En az 30 yıl önceydi. Güngör Mengi elindeki lupu bıraktı ve başını eğildiği ışıklı masadan kaldırıp, seçtiği fotoğraf karesini gösterdi ve sordu:
“Bu haberin başlığı ne olsun?”
Ertesi gün Yeni Asır’ın birinci sayfasında çıkacak haberin özeti şuydu:
Belediye zabıtası gıda üreten çeşitli yerlerde denetim yapmış ve bir pide fırınında lahmacun için hazırlanan kıyma harcının içinde “kedi eti” saptamıştı.
Farkındayım.
Mideniz kalktı.
Bizim de o zaman kalkmıştı.
Onun için haberin sertliğini, başlıkta biraz yumuşatmak istemiştim:
“Lahmacunlar miyavlıyor!”
Güngör abi “Başlık tamam” dedi.
Kalibrasyon ve Deney Laboratuvarları Derneği’nin, biri İzmir’deki 10 laboratuvarına, son 16 ayda toplam 297 bin 18 başvuru yapılmış.

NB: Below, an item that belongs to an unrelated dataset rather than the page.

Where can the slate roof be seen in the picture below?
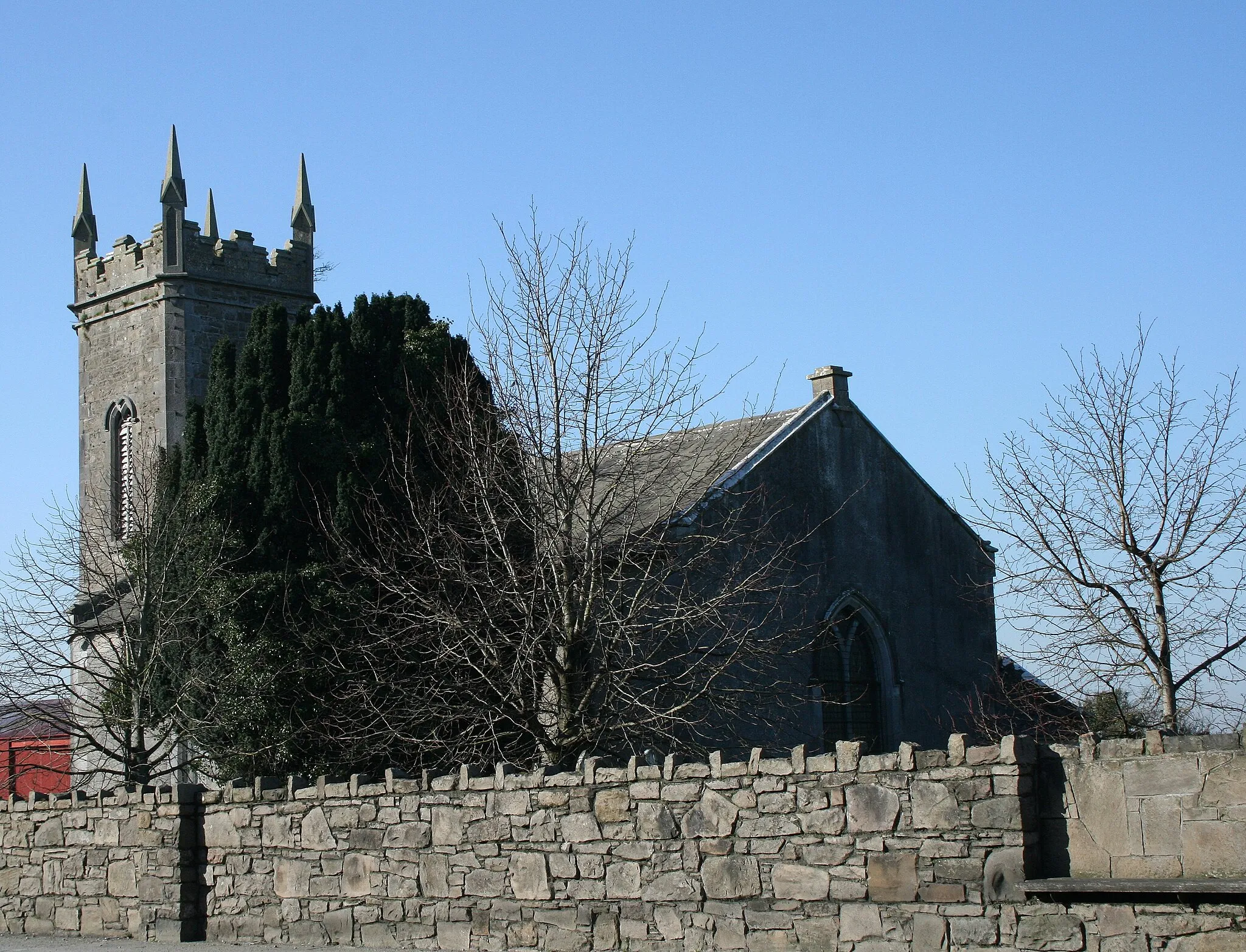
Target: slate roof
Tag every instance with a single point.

110 bin 713’ü ithalat şirketlerinden gelen, 181 bin 925 de özel istek üzerine alınan örneklerin incelenmesi sonucunda; toplam 297 bin 18 gıda numunesinden 280 bin 769’u gıda kodeksine uygun çıkmış.
Bu durumda ne yapalım?
Çok isteyen “Neredeyse yüzde 95’i uygun” deyip, sevinebilir elbet.
Aman hanımlar, beyler; bu oran üniversite sınavında 100 sorudan 95’ini bilmek gibi bir şey değil!

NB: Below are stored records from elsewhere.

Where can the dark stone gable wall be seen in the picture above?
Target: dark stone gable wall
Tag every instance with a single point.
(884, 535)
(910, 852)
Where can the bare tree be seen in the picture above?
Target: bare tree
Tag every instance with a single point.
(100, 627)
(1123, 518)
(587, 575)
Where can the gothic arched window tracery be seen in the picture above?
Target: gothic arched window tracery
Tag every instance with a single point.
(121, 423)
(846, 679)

Sonucun yüzde 100 olması gerekirdi.
İncelenen her ürün, tüm koşullara uygun olmalıydı yani.
Sucuğun kişnemesini, salamın anırmasını geçin; insanlarda hastalık yapan bakteriler çıkmış incelenen ürünlerde...
Bitmedi.
Kurşun, krom, kadmiyum gibi ağır metaller içerenler de var içlerinde...
Ve hatta kiminde “arsenik” bile!
Bir yandan Sağlık Bakanlığı, diğer yandan Tarım Bakanlığı bu işi tekrar masaya yatırmalı.

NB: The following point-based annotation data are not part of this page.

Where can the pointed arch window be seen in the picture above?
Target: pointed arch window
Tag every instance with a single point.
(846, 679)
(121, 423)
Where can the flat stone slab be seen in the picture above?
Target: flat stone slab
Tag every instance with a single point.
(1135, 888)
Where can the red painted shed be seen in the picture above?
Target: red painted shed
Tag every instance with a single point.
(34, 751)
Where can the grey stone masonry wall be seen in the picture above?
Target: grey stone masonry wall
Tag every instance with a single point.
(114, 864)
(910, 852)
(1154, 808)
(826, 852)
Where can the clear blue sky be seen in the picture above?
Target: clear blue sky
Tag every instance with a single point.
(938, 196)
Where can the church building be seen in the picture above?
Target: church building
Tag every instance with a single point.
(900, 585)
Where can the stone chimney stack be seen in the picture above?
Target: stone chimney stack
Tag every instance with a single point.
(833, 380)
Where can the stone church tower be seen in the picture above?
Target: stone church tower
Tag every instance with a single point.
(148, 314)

Denetimler mutlaka daha sıklaştırılmalı ve sonuçta yanlış yapanın canı öylesine yanmalı ki, yedi ceddi bunun acısını yaşamalı.
Şakası yok.
Zira söz konusu olan insan sağlığı.
Ben para verip, bir ürün alıyorsam “içinde ne var” diye düşünmemeliyim asla.
Neye ve kime güveneceğimiz meçhul oysa.
Pardon.
Güvenerek yediğimiz bir şey var aslında.
O da:
KAZIK.
Tek karelik Süpermen!
Tanka binmek...
Neymiş efendim; “Şehir içinde Audi, Mercedes ve BMV gibi lüks otomobillerle gezen Ukraynalı zenginlerin yeni modası tankla ava gitmekmiş.”
Artık yeni moda mıdır bu, yeni zenginlerin bir başka şaşkınlığı ve şımarıklığı mı; tartışılır.
Ama şu soruyu uzmanlar mutlaka yanıtlamalı:
1001 çeşit ve her biri diğerinden marifetli arazi araçları dururken, insan neden tanka binmek ister; tankın içine giren insan, kendini büsbütün erişilmez mi hisseder?
Ve sanmayın ki, mesele Ukrayna’dan ibaret.
Bir zamanlar bizde de tank meraklıları vardı.
Anlatanların yalancısıyım:
Şimdi yerle yeksan olan, gözden ırak çiftlik evlerinin garajlarında tank ve benzeri askeri araçlar sıralıymış.
Gelen konuklara o garajları gezdirmek ise işin en gösterişli yanıymış.
Şurası kesin.
İster asker, ister sivil; tank herkes için “tehlikeli” bir araç!